Member of the Imperial Legislative Council
- In office 1913–1915

Member of the Council of State
- In office 1915–1917

Member of the Third Council of the Lieutenant Governor of the Punjab
- In office 1913–1916

Wazir of Pratap singh
- In office 1917–1921
- Monarch: Pratap Singh of Jammu and Kashmir

Personal details
- Born: 7 December 1882 Kapurthala
- Died: 6 November 1946 (aged 63)
- Alma mater: Aitchison College, Lahore
- Occupation: Scholar, Musician, Statesman
- Known for: Scholarly works on Sikhism, Musician, Theosophist, Prime Minister of Jammu and Kashmir

= Daljit Singh (Sikh politician) =

Sikh politician

Raja Sir Daljit Singh (7 December 1882 – 6 November 1946) was a politician born in Kapurthala. He is considered as the first prime minister of Jammu and Kashmir (1917–1921) before Indian independence, while some consider Albion Rajkumar Banerjee as first prime minister.

== Early life and education ==
Singh was born in 1882 as the grandson of Maharaja Nihal Singh, who ruled the Sikh Kingdom of Kapurthala from 1836 to 1852. His father was Bikrama Singh. He received his education at Aitchison College in Lahore, where he had aristocratic classmates, including King Thibaw Min of Burma.

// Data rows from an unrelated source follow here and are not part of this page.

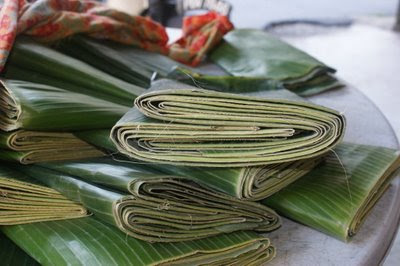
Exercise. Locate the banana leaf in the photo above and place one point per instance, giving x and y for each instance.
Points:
(88, 241)
(12, 255)
(254, 53)
(152, 206)
(38, 63)
(246, 183)
(338, 195)
(137, 66)
(123, 61)
(40, 107)
(28, 147)
(23, 200)
(182, 125)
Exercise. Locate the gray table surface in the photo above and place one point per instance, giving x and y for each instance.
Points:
(300, 245)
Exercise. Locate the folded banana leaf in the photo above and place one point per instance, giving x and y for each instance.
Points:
(123, 61)
(152, 206)
(138, 66)
(254, 53)
(183, 125)
(39, 107)
(23, 200)
(38, 63)
(28, 147)
(338, 195)
(89, 241)
(246, 183)
(12, 255)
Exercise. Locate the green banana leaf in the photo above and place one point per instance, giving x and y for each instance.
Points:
(337, 196)
(254, 53)
(246, 183)
(152, 206)
(137, 66)
(39, 107)
(12, 255)
(34, 62)
(123, 61)
(182, 125)
(28, 147)
(88, 241)
(23, 200)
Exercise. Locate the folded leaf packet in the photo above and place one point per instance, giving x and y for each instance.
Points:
(338, 195)
(152, 207)
(183, 125)
(39, 107)
(23, 200)
(28, 147)
(255, 54)
(34, 62)
(13, 255)
(79, 241)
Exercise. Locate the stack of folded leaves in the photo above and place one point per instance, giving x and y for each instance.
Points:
(175, 174)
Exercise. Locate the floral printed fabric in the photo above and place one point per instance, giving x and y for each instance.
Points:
(51, 20)
(200, 35)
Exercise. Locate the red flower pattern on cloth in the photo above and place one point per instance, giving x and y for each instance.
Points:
(200, 34)
(52, 20)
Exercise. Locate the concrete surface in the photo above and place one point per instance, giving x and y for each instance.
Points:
(366, 55)
(257, 13)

=== Scholarly contributions ===
Singh displayed a deep intellectual inclination, studying philosophy and scriptures. He authored several books in English, including works on Guru Nanak's life and teachings and Guru Tegh Bahadur's hymns. He also ventured into writing in "Braj bhasha" on Shri Krishna and published his work in notable publications like "Tri Dhara" and the Krishna Ank of the Gita Press Gorakhpur. Additionally, he translated the teachings of the Bhagwad Gita into his native Gurmukhi.

=== Musical prowess ===
Apart from his scholarly pursuits, Singh was a talented musician and a skilled rudra veena player. He was a disciple of Ustad Mir Kallan and his brother, Ustad Mir Rehmat Ali, who were direct descendants of the legendary musician Tansen. Despite being aristocrats, they lived with him and practiced music rigorously. He composed intricate musical compositions (gats) that continue to be played to this day. His home in Shimla was a hub for musicians and private concerts.

== Career ==
Although he preferred a private life, Singh was drawn into public service due to various circumstances. He served as a member of the Imperial Legislative Council, the Council of State, and the Third Council of the Lieutenant Governor of the Punjab during the early 20th century. He also held the position of Prime Minister of Jammu and Kashmir State for a brief period. His contributions extended to cultural endeavors as he played a pivotal role in fundraising for the construction of the Indian Memorial Gateway at the Royal Pavilion in Brighton, United Kingdom, securing donations from various Indian Maharajas.